Resale housing transactions are one of the biggest drivers of economic growth, and a key factor to our recovery, as ancillary spending is attributed to more than $32 billion per year across the country. The Canadian Real Estate Association released their report titled “Economic Benefits Generated by Home Sales and Purchases over the MLS System” in October of 2019. Their findings showed the direct and indirect employment resulting from home sales is significant, and an estimated 234,015 jobs were generated nationally by average annual resale housing activity between 2016 and 2018. The report stated some $64,100 in ancillary expenditures are generated by the average housing transaction in Canada over a period of three years from the date of purchase. Home purchases and sales create significant spending and major spin-offs to other industries. Finance, insurance, construction, manufacturing and professional service sectors all benefit greatly from home sales. Any new tax levied on real estate transactions would have immediate, negative trickle down effects that would stifle badly needed economic growth.

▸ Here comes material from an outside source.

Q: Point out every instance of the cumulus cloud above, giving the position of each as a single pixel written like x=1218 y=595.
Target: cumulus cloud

In conclusion, citizens and businesses alike are tasked to find creative new ways to keep an income stream and their own budgets balanced with less, and the government must find new revenue streams to offset their spending without further hampering economic regrowth. It is imperative that key economy building industries like real estate and the re-sale housing market remain stable, so the economy does not come to a complete standstill and create a great depression of more foreclosures and insolvencies.
We are facing one of the greatest challenges of our time in rebuilding the Canadian economy, and real estate and the housing market will play a monumentally significant factor in how quickly we are able to jump start our economic engine.
Freddy Marks, together with his daughter Linda Marks, runs Agassiz’s 3A Group Sutton Showcase Realty. He has been a Realtor in Canada and Germany for more than 30 years, and currently lives in Harrison Hot Springs.